You often hear of high price/rent for SFH in the City of Vancouver being justified because of the scarcity of land. I thought I would do a comparison with the City of San Francisco, which is slightly larger than the CoV and has a population of about 800,000. But the really big difference is that it comprises a little over 1/10 of the metro population compared with 1/4 for the CoV. So you’d expect San Francisco to have a higher scarcity premium. Well no.
Take a look at this listing for the West Portal neighbourhood in San Francisco’s west side for $1,075,000:
And here’s the same house for rent for $5200/mo:
The rest of the neighbourhood:
Price/rent for this property would be 207.
What about the comparable numbers for, say, Dunbar? Maybe $1.5 million and $3500/month? That’s a price/rent of 428.
Now you might say yes but property taxes are higher in SF. That’s true so let’s see how much higher.

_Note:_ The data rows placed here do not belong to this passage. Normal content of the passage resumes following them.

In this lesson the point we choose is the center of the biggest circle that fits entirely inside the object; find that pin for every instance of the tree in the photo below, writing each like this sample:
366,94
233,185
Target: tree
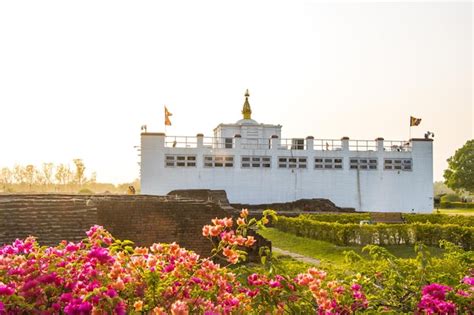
79,175
460,173
30,175
63,174
6,177
47,173
19,174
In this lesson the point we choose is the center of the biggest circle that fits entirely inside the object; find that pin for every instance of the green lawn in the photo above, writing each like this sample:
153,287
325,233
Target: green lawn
455,211
326,251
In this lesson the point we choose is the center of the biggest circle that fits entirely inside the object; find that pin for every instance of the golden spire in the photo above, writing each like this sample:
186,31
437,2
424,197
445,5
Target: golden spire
247,111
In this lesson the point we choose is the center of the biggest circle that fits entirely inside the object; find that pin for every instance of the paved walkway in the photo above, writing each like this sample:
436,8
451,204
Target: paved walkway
296,256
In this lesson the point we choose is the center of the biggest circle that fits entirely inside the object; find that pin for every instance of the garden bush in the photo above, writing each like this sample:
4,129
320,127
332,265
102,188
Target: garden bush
453,205
103,275
341,218
439,219
380,234
450,198
408,217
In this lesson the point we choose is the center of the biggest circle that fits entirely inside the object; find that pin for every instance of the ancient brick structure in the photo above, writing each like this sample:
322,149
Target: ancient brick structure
140,218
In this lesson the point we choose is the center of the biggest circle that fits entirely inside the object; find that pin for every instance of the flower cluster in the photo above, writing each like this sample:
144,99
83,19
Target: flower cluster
441,299
102,275
332,297
230,241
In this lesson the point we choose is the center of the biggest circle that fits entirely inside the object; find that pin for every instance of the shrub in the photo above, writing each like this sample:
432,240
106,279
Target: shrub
380,234
85,191
461,205
439,219
341,218
450,198
101,275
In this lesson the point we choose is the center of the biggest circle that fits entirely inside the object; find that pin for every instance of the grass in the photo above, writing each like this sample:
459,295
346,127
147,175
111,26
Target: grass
455,211
329,252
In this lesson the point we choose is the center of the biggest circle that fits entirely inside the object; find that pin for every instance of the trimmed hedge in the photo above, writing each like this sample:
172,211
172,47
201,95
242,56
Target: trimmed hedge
460,205
340,218
380,234
408,217
439,219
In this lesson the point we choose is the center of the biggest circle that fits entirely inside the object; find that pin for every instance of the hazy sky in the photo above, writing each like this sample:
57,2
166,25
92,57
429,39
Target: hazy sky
79,78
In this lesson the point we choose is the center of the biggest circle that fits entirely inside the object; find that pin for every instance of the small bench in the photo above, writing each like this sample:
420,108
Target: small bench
387,217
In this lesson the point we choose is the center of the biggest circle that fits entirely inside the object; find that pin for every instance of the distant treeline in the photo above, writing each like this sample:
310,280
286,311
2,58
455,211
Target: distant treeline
56,178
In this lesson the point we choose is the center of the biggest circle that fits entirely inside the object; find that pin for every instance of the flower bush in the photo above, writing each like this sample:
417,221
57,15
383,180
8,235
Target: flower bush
103,275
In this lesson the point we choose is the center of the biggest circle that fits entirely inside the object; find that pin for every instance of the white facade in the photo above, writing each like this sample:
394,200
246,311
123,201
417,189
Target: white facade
254,165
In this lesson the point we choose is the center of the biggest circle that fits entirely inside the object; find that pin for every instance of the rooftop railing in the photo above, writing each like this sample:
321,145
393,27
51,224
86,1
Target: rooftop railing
287,144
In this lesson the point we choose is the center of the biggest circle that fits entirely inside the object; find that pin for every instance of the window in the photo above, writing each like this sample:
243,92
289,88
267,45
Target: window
328,163
218,161
398,164
228,143
180,160
292,162
297,144
363,163
256,161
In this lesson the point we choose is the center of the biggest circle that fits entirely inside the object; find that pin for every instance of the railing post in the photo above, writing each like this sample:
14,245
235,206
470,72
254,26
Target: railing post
379,142
199,140
345,143
310,143
274,142
237,141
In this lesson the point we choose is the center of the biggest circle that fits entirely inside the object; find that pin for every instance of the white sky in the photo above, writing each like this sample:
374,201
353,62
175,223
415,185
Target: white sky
79,78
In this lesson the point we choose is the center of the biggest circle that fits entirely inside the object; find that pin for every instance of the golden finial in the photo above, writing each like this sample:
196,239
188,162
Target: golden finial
247,111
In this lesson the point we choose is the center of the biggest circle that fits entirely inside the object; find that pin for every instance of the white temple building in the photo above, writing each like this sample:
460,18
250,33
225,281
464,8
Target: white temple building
255,165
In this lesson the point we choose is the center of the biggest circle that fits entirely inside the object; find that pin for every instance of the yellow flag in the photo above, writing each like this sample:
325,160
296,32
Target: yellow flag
167,117
414,121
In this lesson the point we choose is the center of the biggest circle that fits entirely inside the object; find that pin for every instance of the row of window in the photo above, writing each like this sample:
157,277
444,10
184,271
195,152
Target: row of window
287,162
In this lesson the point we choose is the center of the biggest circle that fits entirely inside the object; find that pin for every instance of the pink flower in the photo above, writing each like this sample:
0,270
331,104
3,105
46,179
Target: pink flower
6,290
179,308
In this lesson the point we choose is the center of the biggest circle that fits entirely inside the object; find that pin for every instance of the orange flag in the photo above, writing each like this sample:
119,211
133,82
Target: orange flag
167,117
414,121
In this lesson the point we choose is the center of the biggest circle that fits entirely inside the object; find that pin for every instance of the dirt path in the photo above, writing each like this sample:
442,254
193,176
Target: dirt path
296,256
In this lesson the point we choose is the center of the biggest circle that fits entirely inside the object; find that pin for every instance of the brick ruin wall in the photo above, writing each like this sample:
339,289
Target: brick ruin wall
141,219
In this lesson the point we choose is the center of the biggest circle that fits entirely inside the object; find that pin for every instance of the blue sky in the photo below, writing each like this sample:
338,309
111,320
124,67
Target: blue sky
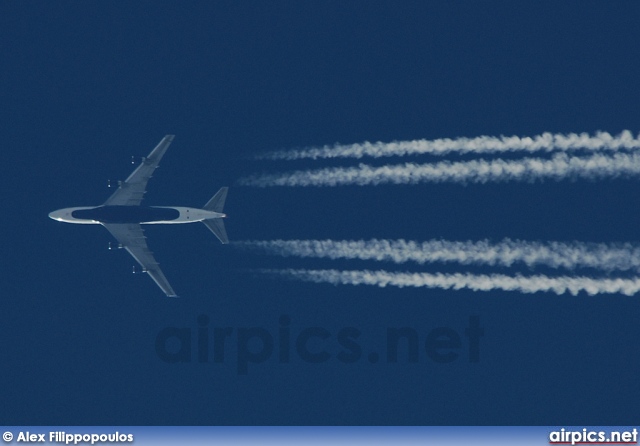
85,86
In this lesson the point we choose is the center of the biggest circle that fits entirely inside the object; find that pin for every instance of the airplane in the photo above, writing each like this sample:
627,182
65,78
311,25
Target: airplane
122,215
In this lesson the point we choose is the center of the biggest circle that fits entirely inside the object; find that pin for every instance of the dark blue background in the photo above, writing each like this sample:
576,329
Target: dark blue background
85,85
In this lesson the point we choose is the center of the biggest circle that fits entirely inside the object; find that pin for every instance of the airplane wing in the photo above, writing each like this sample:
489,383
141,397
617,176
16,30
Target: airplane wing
132,190
132,238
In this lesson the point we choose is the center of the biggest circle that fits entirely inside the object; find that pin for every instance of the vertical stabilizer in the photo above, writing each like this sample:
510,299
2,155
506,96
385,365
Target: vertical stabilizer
216,204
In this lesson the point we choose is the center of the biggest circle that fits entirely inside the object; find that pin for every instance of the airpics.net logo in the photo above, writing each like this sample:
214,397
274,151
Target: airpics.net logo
287,343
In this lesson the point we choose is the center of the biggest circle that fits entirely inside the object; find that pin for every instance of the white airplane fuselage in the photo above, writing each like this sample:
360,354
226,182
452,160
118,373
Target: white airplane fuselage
145,215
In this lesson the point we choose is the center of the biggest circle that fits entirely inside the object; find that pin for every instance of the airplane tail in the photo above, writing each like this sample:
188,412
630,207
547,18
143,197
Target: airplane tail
216,225
217,201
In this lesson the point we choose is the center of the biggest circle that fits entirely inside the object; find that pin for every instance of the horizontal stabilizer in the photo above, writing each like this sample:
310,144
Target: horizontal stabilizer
216,225
216,204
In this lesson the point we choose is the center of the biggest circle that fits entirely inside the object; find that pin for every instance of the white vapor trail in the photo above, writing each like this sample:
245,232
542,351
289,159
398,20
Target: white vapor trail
545,142
505,253
560,166
531,284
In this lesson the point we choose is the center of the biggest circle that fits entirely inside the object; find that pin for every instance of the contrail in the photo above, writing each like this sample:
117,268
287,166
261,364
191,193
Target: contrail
545,142
531,284
571,255
560,166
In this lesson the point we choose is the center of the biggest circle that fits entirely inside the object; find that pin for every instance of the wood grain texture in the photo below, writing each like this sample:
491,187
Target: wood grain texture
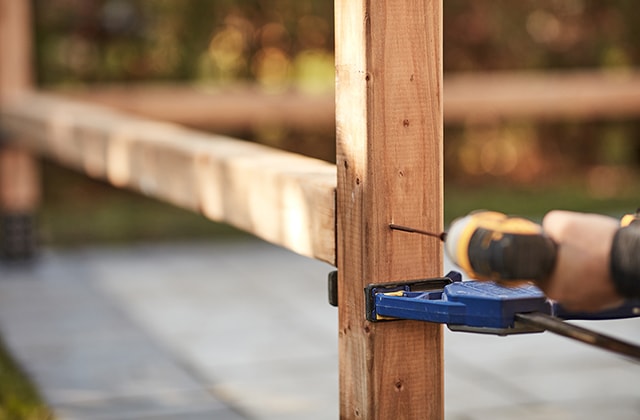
389,126
19,175
468,98
284,198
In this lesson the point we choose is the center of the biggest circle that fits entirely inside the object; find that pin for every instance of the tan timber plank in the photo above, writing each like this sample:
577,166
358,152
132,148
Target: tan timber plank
284,198
389,142
468,97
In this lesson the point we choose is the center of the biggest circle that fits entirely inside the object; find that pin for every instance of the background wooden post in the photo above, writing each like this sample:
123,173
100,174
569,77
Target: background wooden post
389,140
19,183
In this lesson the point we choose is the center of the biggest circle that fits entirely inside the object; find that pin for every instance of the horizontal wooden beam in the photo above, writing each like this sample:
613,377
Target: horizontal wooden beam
284,198
472,97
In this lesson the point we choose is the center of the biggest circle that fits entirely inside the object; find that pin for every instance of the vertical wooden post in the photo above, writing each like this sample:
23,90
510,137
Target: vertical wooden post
19,185
389,157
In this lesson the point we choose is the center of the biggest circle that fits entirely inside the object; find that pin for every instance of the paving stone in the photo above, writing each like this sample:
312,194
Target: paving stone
244,330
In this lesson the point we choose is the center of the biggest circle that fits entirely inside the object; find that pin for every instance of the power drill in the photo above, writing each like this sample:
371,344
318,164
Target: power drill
492,246
489,245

This property is assessed at $402,019 and has property taxes of $4,836 /year. That’s because of California’s looney property tax system which taxes at the most recent sale price, not market value. If you bought the house for $1,075,000 you’d pay $1,075,000/$402,019 * $4,836 = $12,931/year.
Total property taxes in CoV are 4.21377 mills, so a $1.5 million property would pay $6320/year.

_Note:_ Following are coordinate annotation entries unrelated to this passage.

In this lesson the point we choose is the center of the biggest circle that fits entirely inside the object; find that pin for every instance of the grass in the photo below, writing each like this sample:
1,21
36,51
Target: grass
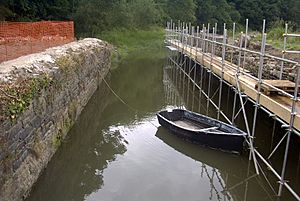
129,41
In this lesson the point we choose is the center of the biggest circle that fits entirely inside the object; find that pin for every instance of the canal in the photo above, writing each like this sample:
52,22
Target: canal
117,151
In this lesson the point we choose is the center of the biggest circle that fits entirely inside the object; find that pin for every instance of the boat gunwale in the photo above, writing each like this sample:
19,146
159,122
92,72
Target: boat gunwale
199,131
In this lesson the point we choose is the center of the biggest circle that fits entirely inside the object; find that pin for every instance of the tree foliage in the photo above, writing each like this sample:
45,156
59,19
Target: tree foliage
94,16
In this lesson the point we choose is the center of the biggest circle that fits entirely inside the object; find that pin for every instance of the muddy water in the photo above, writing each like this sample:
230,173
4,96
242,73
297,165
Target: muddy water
119,152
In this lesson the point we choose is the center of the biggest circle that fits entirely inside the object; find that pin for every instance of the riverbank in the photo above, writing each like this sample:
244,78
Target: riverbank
128,41
42,95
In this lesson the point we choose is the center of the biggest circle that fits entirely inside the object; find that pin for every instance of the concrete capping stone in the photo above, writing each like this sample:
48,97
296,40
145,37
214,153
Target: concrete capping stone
28,144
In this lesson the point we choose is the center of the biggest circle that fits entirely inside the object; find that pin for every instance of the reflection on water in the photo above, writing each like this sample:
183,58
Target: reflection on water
114,153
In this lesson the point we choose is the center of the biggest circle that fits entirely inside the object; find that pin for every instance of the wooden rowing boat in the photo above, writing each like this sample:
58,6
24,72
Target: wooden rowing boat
203,130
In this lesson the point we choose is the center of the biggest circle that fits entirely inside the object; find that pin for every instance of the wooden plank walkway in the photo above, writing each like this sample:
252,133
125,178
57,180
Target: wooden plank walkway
279,105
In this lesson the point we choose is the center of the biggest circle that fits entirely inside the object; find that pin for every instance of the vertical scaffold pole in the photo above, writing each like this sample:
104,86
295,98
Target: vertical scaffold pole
259,82
290,131
222,73
245,45
233,39
201,66
210,70
190,60
184,50
195,65
207,37
284,49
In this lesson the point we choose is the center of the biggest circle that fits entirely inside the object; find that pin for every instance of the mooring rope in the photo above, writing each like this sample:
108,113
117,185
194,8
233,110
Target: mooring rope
126,104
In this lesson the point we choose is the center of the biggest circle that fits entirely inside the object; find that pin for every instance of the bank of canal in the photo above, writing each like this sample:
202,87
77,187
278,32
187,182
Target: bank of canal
114,153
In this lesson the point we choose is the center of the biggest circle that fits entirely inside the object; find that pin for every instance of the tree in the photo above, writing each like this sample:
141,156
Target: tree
183,10
216,11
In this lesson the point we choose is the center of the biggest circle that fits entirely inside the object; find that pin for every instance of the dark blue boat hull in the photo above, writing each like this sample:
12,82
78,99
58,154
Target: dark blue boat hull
231,143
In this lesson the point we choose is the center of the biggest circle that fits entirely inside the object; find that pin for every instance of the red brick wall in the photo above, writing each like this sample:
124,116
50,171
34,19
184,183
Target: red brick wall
21,38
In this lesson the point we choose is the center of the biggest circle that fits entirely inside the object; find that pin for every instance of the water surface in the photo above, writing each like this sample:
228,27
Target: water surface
119,152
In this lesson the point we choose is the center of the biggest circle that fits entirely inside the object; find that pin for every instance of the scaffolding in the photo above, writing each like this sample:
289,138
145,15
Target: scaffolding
199,47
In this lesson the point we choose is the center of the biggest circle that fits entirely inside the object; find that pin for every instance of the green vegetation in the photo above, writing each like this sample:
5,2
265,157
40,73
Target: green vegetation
96,16
275,36
130,40
16,98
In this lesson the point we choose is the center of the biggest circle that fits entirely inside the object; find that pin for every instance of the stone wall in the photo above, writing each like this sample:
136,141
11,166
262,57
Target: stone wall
27,144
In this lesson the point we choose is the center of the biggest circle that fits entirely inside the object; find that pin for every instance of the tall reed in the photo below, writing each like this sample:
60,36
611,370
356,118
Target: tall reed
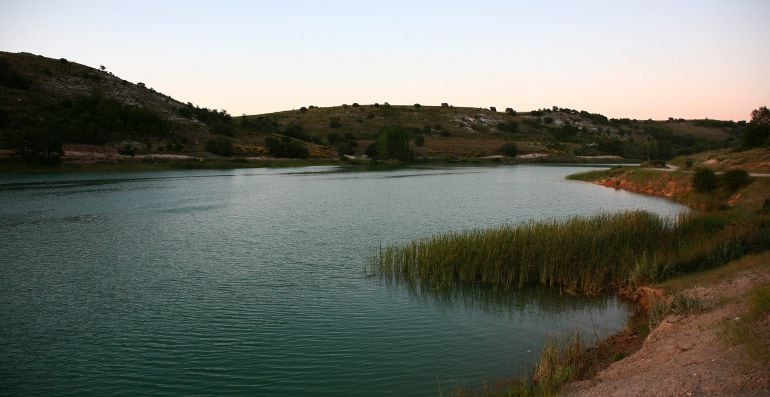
582,254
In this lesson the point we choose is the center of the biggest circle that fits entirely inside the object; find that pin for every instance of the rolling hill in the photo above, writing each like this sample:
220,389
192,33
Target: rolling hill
49,105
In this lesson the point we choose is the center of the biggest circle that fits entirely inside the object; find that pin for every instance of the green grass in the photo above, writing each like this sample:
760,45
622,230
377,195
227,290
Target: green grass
752,329
586,255
681,304
562,360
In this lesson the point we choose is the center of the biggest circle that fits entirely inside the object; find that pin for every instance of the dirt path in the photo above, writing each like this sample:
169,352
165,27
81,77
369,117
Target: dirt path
685,356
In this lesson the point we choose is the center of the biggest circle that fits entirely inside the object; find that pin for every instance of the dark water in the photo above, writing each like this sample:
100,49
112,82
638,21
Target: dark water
252,282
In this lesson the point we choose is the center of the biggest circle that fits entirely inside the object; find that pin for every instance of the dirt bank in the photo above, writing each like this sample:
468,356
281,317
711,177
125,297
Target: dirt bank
689,355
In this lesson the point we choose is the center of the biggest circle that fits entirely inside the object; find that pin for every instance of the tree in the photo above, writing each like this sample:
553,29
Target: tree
393,144
286,147
704,180
509,149
35,144
757,132
220,145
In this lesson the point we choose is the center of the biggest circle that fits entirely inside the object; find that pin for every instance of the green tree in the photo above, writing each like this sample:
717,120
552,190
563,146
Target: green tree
509,149
757,132
220,145
704,180
35,144
393,144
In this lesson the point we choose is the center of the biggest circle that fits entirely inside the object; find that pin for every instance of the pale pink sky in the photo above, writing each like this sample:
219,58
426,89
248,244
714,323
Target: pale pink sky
638,59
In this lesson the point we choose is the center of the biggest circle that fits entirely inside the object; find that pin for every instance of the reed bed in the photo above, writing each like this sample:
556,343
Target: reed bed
582,254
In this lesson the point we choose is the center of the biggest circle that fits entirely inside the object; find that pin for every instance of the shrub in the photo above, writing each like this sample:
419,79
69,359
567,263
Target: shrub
222,128
220,145
735,179
509,149
10,78
286,147
704,180
296,130
510,126
127,150
393,144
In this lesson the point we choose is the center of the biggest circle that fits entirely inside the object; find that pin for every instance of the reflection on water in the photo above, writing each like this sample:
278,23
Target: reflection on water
249,281
544,302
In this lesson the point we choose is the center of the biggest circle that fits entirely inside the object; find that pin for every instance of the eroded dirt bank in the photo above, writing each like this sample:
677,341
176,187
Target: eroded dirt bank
689,355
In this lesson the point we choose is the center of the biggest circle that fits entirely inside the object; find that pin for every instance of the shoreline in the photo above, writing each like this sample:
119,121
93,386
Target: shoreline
614,378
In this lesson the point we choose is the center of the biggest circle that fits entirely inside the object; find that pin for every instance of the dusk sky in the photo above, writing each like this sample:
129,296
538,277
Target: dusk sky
640,59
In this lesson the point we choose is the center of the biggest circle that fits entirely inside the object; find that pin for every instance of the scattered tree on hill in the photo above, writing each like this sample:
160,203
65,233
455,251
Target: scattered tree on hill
509,149
10,78
36,144
295,130
286,147
510,126
220,145
263,124
393,144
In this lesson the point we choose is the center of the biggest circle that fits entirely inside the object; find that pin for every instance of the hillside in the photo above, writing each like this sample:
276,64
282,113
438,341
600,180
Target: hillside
50,107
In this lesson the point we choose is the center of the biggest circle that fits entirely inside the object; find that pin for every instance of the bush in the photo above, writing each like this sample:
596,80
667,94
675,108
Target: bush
704,180
510,126
10,78
223,128
735,179
220,145
295,130
34,144
127,150
509,149
393,144
286,147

Calculate price/(rent-property tax) and you get 261 in SF versus 504 in Vancouver.
And I didn’t factor in mortgage interest and property tax deductibility and the ability to lock in low rates long term in the US.
You’d pay more for just a lot in Vancouver than the whole house in San Francisco. What sense does that make? In which city is land really more scarce? What do the rents tell you?